INTERDISCIPLINARY APPROACH IN TEACHING HUMAN BIOLOGY REALIZED WITHIN THE PROJECT "NATURE"
1 Palacký University in Olomouc, Faculty of Education (CZECH REPUBLIC)
2 University of Ostrava, Faculty of Science (CZECH REPUBLIC)
3 Palacký University in Olomouc, Faculty of Science (CZECH REPUBLIC)
About this paper:
Conference name: 12th annual International Conference of Education, Research and Innovation
Dates: 11-13 November, 2019
Location: Seville, Spain
Abstract:
Using interdisciplinary / inter-subject / cross-curricular relations in teaching (not only) natural sciences has increasing importance in modern educational techniques and procedures. In the Czech Republic, the teaching in elementary schools often lacks such an attitude and natural science topics are usually taught separately, with missing or only partial interconnections. Also, scientific attention focused on interdisciplinarity in Czech education is poor and insufficient. The project NATURE (University of Ostrava and Palacký University Olomouc) makes efforts to fill this gap, both in research and teaching.

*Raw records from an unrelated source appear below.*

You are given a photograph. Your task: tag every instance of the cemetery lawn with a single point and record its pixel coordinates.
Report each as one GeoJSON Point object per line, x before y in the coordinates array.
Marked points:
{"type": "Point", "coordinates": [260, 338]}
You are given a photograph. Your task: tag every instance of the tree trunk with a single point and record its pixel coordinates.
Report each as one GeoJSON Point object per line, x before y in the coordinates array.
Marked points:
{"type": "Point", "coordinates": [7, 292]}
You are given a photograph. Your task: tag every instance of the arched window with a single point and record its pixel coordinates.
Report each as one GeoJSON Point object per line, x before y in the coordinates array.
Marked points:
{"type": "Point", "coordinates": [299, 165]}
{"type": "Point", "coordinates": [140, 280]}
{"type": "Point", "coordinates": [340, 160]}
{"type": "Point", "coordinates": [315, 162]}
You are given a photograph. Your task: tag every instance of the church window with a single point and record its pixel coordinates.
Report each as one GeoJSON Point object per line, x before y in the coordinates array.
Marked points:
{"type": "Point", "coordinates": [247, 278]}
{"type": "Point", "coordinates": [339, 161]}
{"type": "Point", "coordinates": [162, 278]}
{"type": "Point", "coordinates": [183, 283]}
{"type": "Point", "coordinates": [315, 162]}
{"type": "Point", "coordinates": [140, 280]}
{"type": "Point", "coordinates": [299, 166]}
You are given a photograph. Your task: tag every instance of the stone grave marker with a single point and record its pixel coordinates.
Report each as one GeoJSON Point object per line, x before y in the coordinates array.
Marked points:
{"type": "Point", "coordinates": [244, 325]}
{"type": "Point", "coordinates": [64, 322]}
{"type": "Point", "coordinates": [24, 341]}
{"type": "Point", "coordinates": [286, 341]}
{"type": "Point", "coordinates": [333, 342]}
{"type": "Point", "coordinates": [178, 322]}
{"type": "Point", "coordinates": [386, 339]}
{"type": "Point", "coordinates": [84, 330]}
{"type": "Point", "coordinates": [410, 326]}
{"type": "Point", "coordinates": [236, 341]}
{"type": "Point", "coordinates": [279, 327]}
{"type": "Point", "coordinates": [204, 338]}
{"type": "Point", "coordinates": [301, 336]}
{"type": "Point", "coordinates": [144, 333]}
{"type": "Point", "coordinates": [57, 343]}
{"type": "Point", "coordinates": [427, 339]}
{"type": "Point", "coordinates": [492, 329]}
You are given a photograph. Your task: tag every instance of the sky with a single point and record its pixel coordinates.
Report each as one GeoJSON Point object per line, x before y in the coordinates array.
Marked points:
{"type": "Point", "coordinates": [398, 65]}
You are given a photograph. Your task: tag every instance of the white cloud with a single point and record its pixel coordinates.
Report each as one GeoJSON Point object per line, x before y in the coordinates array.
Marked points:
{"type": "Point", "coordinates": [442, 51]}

This article builds on the contribution NOCAR, D. et al. Interdisciplinary relations with mathematics in the teaching of natural science realized within the project NATURE (In INTED2019 Proceedings), which dealt with the definition of interdisciplinary / inter-subject / cross-curricular relations in teaching especially in terms of terminology within the educational environment in the Czech Republic. The mentioned project NATURE was introduced, which is just focused on strengthening pedagogical competencies of elementary school teachers in natural science subjects (biology, chemistry, physics and geography) including interdisciplinary relations between themselves and with mathematics too. As part of the project, sample worksheets on human biology were prepared for the subject biology and in the framework of action research, these worksheets were pilot tested at selected elementary schools.
Human biology is a subject, which is predetermined very appropriately for using a multi-level interdisciplinary approach in teaching. Border sciences are applied here at the boundaries of biological and non-biological: biophysics, biochemistry, biomathematics, and others.
In our action research, we incorporated the knowledge of principal natural sciences, such as chemistry, physics and mathematics, into both theoretical and practical lessons of human skeletal and muscle systems in selected elementary schools. While the chemistry regards only the skeletal system (chemical composition of bones) and the physics relates exclusively to muscle system issues (the study of muscle work and power), the mathematics penetrates and interconnects both of them.
At first, we prepared and tested the worksheets encompassing assessment of body height based on long bone lengths and calculation of muscle work and power. Subsequently, we planned and realized the research-based day focused on human somatometry and osteometry and calculation of body indexes, group averages of somatometric values and body height and sex assessment based on measuring human long bone lengths and circumferences. In the article, we present the results of the above-mentioned pilot testing of worksheets and research-based days at selected elementary schools.Keywords:
Interdisciplinary relations, inter-subject relations, cross-curricular relations, human biology, worksheets, research-based days.